The Sinking of the R.M.S. Leinster
 

People on board

Claude Whitlam

WHITLAM, Claude

Claude Whitlam was born in 1899 in Sheffield to George Whitlam and Edith Mary Dyson. Edith had married Sydney Dickens Burkinshaw in 1894 but he died the following year, leaving a son, Sidney Lawson Burkinshaw. Edith then married George Whitlam in 1897 and, as well as Claude, they had Dennis in 1902 and Gladys in 1907. George Whitlam was a Stockbroker’s Clerk and in the 1911 census his stepson Sidney, then sixteen, gave his occupation as Stockbroker’s Junior Clerk. At that time they were living in South View Road, south of Sheffield city centre but moved to the suburb of Pittsmoor, north of the city, before 1918.

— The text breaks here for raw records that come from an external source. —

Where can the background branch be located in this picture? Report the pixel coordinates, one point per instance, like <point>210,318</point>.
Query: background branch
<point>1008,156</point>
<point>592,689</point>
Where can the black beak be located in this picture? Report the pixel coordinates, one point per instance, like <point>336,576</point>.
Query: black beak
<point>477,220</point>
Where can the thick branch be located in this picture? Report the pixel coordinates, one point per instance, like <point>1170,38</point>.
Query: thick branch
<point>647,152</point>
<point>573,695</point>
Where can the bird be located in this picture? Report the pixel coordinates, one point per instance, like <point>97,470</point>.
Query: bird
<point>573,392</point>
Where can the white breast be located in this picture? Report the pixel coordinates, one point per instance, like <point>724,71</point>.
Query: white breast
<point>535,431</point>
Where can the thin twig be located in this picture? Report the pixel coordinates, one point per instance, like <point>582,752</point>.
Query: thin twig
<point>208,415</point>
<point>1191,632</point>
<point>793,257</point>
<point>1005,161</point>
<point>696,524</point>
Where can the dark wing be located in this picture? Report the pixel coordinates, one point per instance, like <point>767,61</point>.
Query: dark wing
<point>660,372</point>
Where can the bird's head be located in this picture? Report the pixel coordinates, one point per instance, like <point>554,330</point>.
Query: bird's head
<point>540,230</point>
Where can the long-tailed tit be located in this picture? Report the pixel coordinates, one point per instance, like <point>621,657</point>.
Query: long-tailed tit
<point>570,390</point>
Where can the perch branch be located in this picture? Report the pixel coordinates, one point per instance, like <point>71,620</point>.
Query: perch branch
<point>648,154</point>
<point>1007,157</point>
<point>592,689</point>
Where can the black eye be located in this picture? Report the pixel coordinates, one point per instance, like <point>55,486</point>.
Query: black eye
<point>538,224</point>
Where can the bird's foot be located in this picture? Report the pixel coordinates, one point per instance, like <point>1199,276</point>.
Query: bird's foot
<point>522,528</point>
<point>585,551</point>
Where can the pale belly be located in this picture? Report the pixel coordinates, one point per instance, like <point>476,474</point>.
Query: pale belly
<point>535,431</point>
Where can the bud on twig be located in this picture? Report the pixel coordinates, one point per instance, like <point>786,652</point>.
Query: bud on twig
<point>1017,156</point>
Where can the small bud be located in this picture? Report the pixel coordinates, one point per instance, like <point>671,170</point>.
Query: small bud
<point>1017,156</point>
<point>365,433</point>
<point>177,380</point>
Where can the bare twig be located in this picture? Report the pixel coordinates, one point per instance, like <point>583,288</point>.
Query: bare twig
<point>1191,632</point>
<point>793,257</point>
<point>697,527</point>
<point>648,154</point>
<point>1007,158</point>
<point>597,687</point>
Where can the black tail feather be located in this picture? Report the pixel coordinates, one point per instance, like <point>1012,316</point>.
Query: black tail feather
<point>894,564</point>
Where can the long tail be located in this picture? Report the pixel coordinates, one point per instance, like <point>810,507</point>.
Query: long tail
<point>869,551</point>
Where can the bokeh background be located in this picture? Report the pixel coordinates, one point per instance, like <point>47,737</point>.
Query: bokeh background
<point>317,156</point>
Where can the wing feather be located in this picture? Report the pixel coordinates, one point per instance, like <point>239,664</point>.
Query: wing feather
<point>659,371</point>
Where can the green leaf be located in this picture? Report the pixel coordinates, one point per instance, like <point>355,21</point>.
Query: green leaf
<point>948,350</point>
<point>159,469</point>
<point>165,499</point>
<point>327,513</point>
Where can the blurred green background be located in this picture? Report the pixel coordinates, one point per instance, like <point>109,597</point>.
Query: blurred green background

Claude Whitlam enlisted in the East Riding of Yorkshire Yeomanry at Pontefract and in October 1918 was with the 2/1st, a training and draft-supplying regiment that had moved to Ireland in April of that year. Whether returning to England on leave or for deployment, he travelled on RMS Leinster on the 10th. He did not survive the sinking but his body was recovered and he was buried in Grangegorman Military Cemetery in Dublin.

However, in December 1920, his remains were brought to Sheffield and reinterred in Burngreave Cemetery in Pittsmoor. His name is recorded on the Memorial Tablet in Christ Church in Pittsmoor. Every year until 1939 his family placed an In Memoriam notice in the Sheffield Evening Telegraph to honour his memory.